Zappos has been in the news recently because of its decision to give bonuses to employees who elect to leave the online retailer. Their rationale? They only want people who are fully on board with their new employee-driven approach to management. Everyone else is free to go –in fact, they encourage it.



Regardless of what you think of employee-driven management, creating a culture of change can yield huge dividends. One of our clients, a financial services company, promised their employees stock options if they embraced a new results-based compensation scheme. Almost everyone opted in. Those who didn’t soon recognized that they were not a part of the culture and left the company. Here are some other techniques to help create a culture of change:



  • Give people a sound rationale for change. Help employees understand why a change in their behavior will fuel better overall results.
  • Focus on a specific area of change. For example, if you want to create an impressive reputation for customer service, give people what they want, regardless of how unreasonable. That was Nordstrom’s secret.
  • Create forums for honest discussions with employees. Let them ask you tough questions and make suggestions without fear of reprisals. GE built an impressive culture of change on this principle.
  • Give employees the opportunity to express their hesitations and fears and be prepared to explain exactly how change drives positive developments within the company.
  • Keep communicating your vision of how your company benefits society. When you do so, people are willing to put aside their petty grievances in order to achieve something important. Tesla is focused on environmentally responsible transportation. Apple is focused on people-centered computing. Remember: Vision is the fuel that drives change.

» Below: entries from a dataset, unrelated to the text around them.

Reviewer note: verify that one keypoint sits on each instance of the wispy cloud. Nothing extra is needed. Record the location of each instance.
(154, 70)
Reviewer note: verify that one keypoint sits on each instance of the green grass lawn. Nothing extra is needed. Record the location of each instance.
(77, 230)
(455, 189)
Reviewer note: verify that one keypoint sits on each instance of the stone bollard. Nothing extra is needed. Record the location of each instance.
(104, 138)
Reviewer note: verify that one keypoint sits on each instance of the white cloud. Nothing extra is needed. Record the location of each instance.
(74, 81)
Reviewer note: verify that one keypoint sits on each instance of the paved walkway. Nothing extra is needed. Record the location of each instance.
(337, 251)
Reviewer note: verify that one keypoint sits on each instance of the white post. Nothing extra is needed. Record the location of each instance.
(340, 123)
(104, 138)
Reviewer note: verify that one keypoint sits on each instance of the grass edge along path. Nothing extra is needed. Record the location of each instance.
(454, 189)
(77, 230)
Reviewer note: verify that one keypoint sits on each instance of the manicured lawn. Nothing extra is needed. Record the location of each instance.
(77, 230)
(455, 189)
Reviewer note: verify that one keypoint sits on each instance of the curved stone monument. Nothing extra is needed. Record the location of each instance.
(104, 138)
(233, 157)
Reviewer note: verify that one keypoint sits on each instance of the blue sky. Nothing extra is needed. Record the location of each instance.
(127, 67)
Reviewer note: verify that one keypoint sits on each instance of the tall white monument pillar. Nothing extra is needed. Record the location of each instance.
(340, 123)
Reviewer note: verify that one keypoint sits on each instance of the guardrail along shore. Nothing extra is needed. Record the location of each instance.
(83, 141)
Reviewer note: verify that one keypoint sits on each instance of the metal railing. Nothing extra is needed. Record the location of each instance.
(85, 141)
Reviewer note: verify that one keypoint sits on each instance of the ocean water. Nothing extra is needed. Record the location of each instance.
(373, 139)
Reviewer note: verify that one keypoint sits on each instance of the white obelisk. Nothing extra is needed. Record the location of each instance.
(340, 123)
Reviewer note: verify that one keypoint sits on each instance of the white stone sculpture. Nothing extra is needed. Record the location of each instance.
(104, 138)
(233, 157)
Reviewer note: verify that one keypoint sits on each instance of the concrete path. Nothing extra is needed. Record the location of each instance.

Creating a Culture of Shameless Honesty


In an interview in the New York Times, Simon Anderson talks about the way he’s used a democratic approach to help build the culture at DreamHost.



“What I always say is: ‘I don’t have an open-door policy. I have an open-mind policy. An open door suggests that you’re coming to me in my space, whereas an open mind helps you hear things, good or bad, from someone who is an expert.”


Anderson goes on to say: “We’ve also gone through a very democratic process of crystallizing the values that DreamHost has as a company and as a team. For example, everyone has a voice. We also practice shameless honesty, which is a fantastic value used in meetings regularly.”


When asked to elaborate on “shameless honesty,” Anderson says: “Our employees came up with it. You can be sitting in a meeting and you can say, ‘I’m going to be shamelessly honest.’ Boom. Now there’s respect and it’s not rude honesty. It just gives us permission to have those hard conversations and get to a point where the elephant is not in the room.”


What Anderson is doing as CEO is very important to building a high-performing organization. He’s helping to create a culture in which his employees can experience high levels of trust and high levels of “spark” – the creative latitude that sparks unconventional thinking and leads to new products and services. Trust and spark are, in my view, the lynchpins of high-performing cultures.


Coincidentally, the selection process Anderson went through to become DreamHost’s CEO reflected the same kind of unconventional thinking. A search team narrowed the field to several candidates. Those candidates were then interviewed by employees at a company town hall. Following the town hall, the employees voted to elect their new CEO. Anderson garnered the most votes. Democracy at work!